Cesur Olun
İsa Mesih’in iade edilmiş sevindirici haberinin öğretisine olan sarsılmaz inancımız, adımlarımıza rehberlik eder ve bize sevinç verir.
İsa Mesih ölümlü hayatının son günlerinde Havarilerine yaşayacakları zulüm ve zorlukları anlattı. 1 Konuşmasını şu harika güven verici sözlerle tamamladı: “Dünyada sıkıntınız olacak. Ama cesur olun, ben dünyayı yendim” (Yuhanna 16:33). Bu, Kurtarıcı’nın Cennetteki Babamız’ın tüm çocuklarına olan mesajıdır.
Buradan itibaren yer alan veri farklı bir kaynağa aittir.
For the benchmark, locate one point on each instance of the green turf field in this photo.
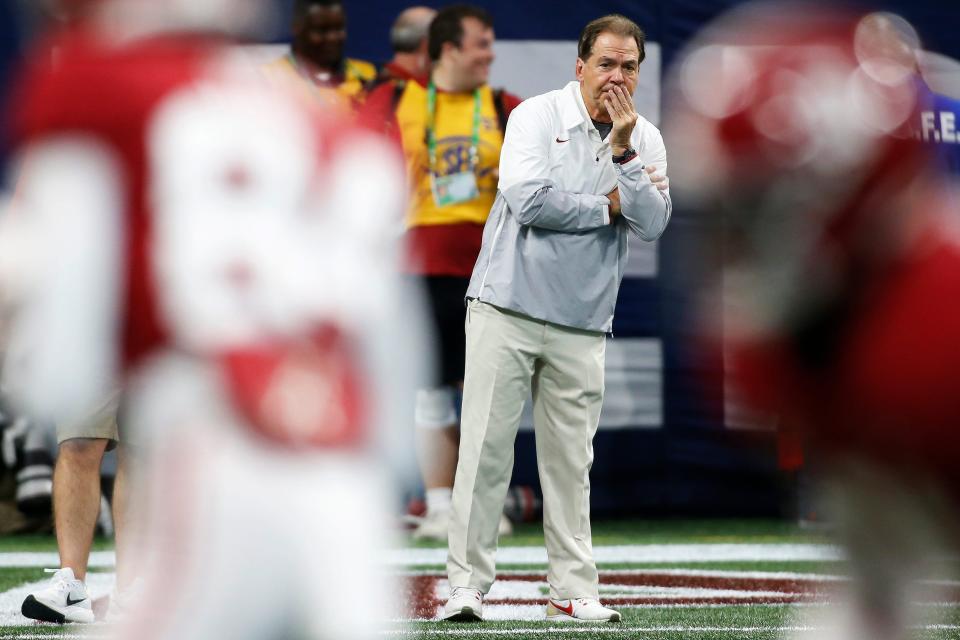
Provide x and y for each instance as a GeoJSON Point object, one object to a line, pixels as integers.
{"type": "Point", "coordinates": [671, 579]}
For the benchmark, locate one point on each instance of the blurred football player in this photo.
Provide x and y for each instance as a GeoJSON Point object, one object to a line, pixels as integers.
{"type": "Point", "coordinates": [214, 244]}
{"type": "Point", "coordinates": [792, 132]}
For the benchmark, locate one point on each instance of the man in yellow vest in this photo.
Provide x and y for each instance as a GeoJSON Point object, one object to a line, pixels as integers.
{"type": "Point", "coordinates": [451, 131]}
{"type": "Point", "coordinates": [316, 62]}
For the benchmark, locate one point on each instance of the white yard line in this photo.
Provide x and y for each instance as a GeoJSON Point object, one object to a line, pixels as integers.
{"type": "Point", "coordinates": [618, 628]}
{"type": "Point", "coordinates": [653, 571]}
{"type": "Point", "coordinates": [651, 553]}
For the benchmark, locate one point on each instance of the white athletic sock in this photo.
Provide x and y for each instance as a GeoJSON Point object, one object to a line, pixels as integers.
{"type": "Point", "coordinates": [439, 499]}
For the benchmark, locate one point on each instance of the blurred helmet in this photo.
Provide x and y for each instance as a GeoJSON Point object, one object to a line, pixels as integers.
{"type": "Point", "coordinates": [783, 121]}
{"type": "Point", "coordinates": [774, 90]}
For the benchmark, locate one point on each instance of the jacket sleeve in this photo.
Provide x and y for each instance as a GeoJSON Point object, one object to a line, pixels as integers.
{"type": "Point", "coordinates": [532, 197]}
{"type": "Point", "coordinates": [644, 208]}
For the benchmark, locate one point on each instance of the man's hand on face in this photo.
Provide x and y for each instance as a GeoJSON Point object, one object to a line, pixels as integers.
{"type": "Point", "coordinates": [620, 107]}
{"type": "Point", "coordinates": [614, 197]}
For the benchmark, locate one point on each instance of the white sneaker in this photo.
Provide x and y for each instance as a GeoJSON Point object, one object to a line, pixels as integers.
{"type": "Point", "coordinates": [464, 605]}
{"type": "Point", "coordinates": [580, 610]}
{"type": "Point", "coordinates": [505, 527]}
{"type": "Point", "coordinates": [65, 600]}
{"type": "Point", "coordinates": [433, 526]}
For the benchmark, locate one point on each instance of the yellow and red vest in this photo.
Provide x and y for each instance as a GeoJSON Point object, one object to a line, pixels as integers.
{"type": "Point", "coordinates": [454, 129]}
{"type": "Point", "coordinates": [357, 74]}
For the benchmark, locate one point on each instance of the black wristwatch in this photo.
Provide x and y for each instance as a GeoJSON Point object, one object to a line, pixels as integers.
{"type": "Point", "coordinates": [626, 156]}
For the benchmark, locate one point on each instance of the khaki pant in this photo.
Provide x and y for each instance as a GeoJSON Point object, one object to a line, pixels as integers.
{"type": "Point", "coordinates": [508, 357]}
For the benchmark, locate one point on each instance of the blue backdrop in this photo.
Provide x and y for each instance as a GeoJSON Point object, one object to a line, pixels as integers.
{"type": "Point", "coordinates": [693, 464]}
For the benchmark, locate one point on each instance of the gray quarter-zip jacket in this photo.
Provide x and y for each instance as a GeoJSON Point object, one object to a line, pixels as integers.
{"type": "Point", "coordinates": [549, 250]}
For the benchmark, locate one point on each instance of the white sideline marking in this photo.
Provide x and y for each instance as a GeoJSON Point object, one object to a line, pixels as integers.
{"type": "Point", "coordinates": [619, 628]}
{"type": "Point", "coordinates": [704, 573]}
{"type": "Point", "coordinates": [653, 553]}
{"type": "Point", "coordinates": [52, 559]}
{"type": "Point", "coordinates": [98, 584]}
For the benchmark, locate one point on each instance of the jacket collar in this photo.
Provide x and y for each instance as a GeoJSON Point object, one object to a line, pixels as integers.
{"type": "Point", "coordinates": [573, 111]}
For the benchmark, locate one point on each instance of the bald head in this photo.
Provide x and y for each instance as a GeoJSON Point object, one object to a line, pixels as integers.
{"type": "Point", "coordinates": [410, 28]}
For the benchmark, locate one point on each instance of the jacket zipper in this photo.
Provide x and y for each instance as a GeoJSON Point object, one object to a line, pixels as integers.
{"type": "Point", "coordinates": [493, 246]}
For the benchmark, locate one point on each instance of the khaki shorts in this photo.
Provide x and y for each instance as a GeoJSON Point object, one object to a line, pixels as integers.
{"type": "Point", "coordinates": [102, 424]}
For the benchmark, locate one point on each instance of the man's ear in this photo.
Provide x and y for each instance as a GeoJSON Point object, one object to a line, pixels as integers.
{"type": "Point", "coordinates": [446, 47]}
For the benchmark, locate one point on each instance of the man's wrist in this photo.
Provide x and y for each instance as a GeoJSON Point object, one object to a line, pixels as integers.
{"type": "Point", "coordinates": [625, 155]}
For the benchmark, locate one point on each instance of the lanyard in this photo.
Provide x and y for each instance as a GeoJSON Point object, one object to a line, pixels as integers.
{"type": "Point", "coordinates": [431, 125]}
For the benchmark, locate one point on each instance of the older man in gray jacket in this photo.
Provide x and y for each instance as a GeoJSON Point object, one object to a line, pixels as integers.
{"type": "Point", "coordinates": [579, 169]}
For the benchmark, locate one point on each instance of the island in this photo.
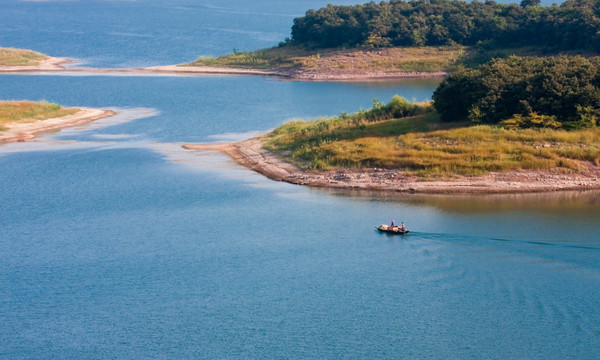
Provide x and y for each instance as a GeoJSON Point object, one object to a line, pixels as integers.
{"type": "Point", "coordinates": [22, 120]}
{"type": "Point", "coordinates": [517, 110]}
{"type": "Point", "coordinates": [520, 124]}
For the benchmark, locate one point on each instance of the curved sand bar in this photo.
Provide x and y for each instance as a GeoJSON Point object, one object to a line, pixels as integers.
{"type": "Point", "coordinates": [26, 131]}
{"type": "Point", "coordinates": [55, 65]}
{"type": "Point", "coordinates": [251, 154]}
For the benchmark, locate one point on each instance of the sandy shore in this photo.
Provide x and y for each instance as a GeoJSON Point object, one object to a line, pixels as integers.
{"type": "Point", "coordinates": [251, 154]}
{"type": "Point", "coordinates": [55, 65]}
{"type": "Point", "coordinates": [26, 131]}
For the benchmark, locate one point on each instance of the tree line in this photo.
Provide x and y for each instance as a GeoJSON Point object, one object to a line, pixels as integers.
{"type": "Point", "coordinates": [524, 92]}
{"type": "Point", "coordinates": [574, 25]}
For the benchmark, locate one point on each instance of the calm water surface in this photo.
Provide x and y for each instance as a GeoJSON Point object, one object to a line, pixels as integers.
{"type": "Point", "coordinates": [117, 243]}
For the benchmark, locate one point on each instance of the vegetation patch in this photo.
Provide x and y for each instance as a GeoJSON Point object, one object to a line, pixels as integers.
{"type": "Point", "coordinates": [419, 143]}
{"type": "Point", "coordinates": [29, 111]}
{"type": "Point", "coordinates": [422, 59]}
{"type": "Point", "coordinates": [20, 57]}
{"type": "Point", "coordinates": [552, 92]}
{"type": "Point", "coordinates": [574, 24]}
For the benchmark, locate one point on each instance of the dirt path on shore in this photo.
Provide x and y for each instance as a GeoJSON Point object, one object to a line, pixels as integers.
{"type": "Point", "coordinates": [26, 131]}
{"type": "Point", "coordinates": [251, 154]}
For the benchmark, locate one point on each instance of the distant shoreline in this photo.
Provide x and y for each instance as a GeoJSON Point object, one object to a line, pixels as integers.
{"type": "Point", "coordinates": [251, 154]}
{"type": "Point", "coordinates": [53, 64]}
{"type": "Point", "coordinates": [18, 132]}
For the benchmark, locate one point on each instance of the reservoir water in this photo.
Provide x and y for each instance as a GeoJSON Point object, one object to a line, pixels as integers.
{"type": "Point", "coordinates": [115, 242]}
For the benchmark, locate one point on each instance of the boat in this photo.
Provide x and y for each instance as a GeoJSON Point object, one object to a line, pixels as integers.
{"type": "Point", "coordinates": [392, 229]}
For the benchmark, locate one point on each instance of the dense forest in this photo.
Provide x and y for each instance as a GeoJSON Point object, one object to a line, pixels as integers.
{"type": "Point", "coordinates": [524, 92]}
{"type": "Point", "coordinates": [574, 25]}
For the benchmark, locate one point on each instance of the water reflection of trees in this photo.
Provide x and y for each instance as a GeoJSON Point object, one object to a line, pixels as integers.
{"type": "Point", "coordinates": [587, 202]}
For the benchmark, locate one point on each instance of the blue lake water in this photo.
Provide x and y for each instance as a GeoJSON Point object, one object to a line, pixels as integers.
{"type": "Point", "coordinates": [115, 242]}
Bu, yaşadığımız ölümlü hayatta hepimiz için en iyi haberdir.
“Cesur olun” sözü aynı zamanda dirilmiş Mesih’in, Havarilerini gönderdiği dünyada gerekli bir güvenceydi. Havari Pavlus daha sonra Korintliler’e, “Her yönden sıkıştırılmışız,” dedi, “ama ezilmiş değiliz; şaşırmışız, ama çaresiz değiliz; kovalanıyoruz, ama terk edilmiş değiliz; yere yıkılmışız, ama yok olmuş değiliz” (2. Korintliler 4:8–9).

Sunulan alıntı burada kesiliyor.